Freezes with Gigabyte GB-BRR7H-4800 (rev. 1.0)

I also bought a Gigabyte GB-BRR7H-4800 during lockdown to have one more thing to tinker with and tinkering I received :rolleyes::). Proxmox, Ubuntu with different versions and 64GB kept freezing during file transfers and virtualization.

The fan was also very loud so I upgraded to BIOS F09 and set the fans to silent. Since they were still audible I ended up buying this Case (https://www.akasa.co.uk/update.php?...type_sub=Fanless AMD MiniPC&model=A-NUC76-M1B) which got completely rid of noise. Thermals are also much better now 10-20 degrees less under moderate load).

I just had another freeze while using rsync. I disabled "NX-Mode" in BIOS and running Debian 11 for now. It looks like that solved the rsync problem.
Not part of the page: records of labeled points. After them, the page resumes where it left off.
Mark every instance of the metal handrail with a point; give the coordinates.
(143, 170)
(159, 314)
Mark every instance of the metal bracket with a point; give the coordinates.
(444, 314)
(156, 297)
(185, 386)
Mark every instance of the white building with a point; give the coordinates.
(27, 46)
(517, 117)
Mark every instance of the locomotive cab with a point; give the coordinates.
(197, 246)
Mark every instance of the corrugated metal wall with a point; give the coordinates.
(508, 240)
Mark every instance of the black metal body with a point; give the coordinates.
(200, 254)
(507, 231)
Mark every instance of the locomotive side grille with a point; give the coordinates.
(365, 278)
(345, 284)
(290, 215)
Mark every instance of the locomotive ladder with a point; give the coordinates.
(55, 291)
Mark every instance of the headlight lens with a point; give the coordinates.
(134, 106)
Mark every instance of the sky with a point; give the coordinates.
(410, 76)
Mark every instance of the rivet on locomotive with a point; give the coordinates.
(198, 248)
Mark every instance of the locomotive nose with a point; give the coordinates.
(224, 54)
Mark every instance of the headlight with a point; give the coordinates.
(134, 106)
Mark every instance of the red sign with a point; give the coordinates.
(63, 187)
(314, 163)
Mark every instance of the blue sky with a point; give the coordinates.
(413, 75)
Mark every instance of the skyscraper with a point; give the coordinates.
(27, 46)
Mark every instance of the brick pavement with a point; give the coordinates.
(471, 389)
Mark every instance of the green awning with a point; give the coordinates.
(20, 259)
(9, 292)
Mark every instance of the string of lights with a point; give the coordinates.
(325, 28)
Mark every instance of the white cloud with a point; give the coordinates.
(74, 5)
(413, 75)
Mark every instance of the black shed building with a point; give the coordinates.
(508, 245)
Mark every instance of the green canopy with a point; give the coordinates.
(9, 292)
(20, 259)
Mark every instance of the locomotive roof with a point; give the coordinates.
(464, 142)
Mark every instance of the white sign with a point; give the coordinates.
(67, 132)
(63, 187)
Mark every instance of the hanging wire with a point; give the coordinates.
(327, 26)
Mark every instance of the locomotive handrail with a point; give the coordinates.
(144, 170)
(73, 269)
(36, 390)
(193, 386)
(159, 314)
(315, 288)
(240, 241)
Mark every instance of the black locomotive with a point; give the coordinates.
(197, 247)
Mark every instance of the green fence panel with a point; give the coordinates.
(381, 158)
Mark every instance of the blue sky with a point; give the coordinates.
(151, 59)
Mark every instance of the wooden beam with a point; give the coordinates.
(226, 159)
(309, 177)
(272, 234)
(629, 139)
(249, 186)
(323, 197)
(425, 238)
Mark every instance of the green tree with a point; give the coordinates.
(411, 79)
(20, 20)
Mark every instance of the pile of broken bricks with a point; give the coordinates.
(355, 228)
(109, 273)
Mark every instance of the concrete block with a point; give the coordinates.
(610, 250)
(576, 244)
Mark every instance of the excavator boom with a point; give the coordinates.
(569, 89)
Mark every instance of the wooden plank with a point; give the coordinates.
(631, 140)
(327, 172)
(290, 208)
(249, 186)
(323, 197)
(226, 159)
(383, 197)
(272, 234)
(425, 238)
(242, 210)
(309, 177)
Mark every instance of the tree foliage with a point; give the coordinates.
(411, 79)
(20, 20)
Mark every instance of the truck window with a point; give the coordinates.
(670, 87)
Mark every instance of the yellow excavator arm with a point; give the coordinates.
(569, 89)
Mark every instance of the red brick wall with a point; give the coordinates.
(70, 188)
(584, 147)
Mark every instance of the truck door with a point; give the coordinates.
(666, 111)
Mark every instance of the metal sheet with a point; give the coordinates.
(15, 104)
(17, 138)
Would be interested in hearing if that also works for others.
 
Hi there,
@whitehatmiddleman: would you mind sharing pics of your mod (heatsink on vrm)?
not really clear to me which parts you are cooling, but as i am experiencing freezes as well, I would be interested to apply the mod. Is your BRIX still running stable?
@all: still wondering if this is related to proxmox or the hardware… did anyone try and verify if the freezes do not happen e.g. with windows as OS?

TIA
Hello @CaptainDork , I can tell you it is not a proxmox issue. I have two of these units and this seems to be based on bad cpu binning. Between the two units I noticed that a core when overloaded will cause the system to crash weather in windows and/or linux.

I ran multiple stress tests to determine which were faulty cores and decided these units are not stable for lab stuff. I'm now using these units as a media server, but I have a startup script that set the ProcessorAffinity to ignore the bad core/cores.

BTW the cooling mods made no difference.
 
I just had another freeze while using rsync. I disabled "NX-Mode" in BIOS and running Debian 11 for now. It looks like that solved the rsync problem.
@wolke Might be on to something. When I disabled NX-Mode along with SVM the system became more stable. My original intention for these units were to run a small virtualized lab, it seems like it wasn't built for that.
 
@wolke Might be on to something. When I disabled NX-Mode along with SVM the system became more stable. My original intention for these units were to run a small virtualized lab, it seems like it wasn't built for that.
Crashes don't happen with windows, I've been using Windows server for months and the system is stable. Still, I hate windows.
Even stressing the CPU with windows is completely stable.
 
Hi!

My proxmox kernel crashed within 15 minutes when using virtualization an without maximum 2 hours. Had this problem now for nearly one year and finally found a working solution for me.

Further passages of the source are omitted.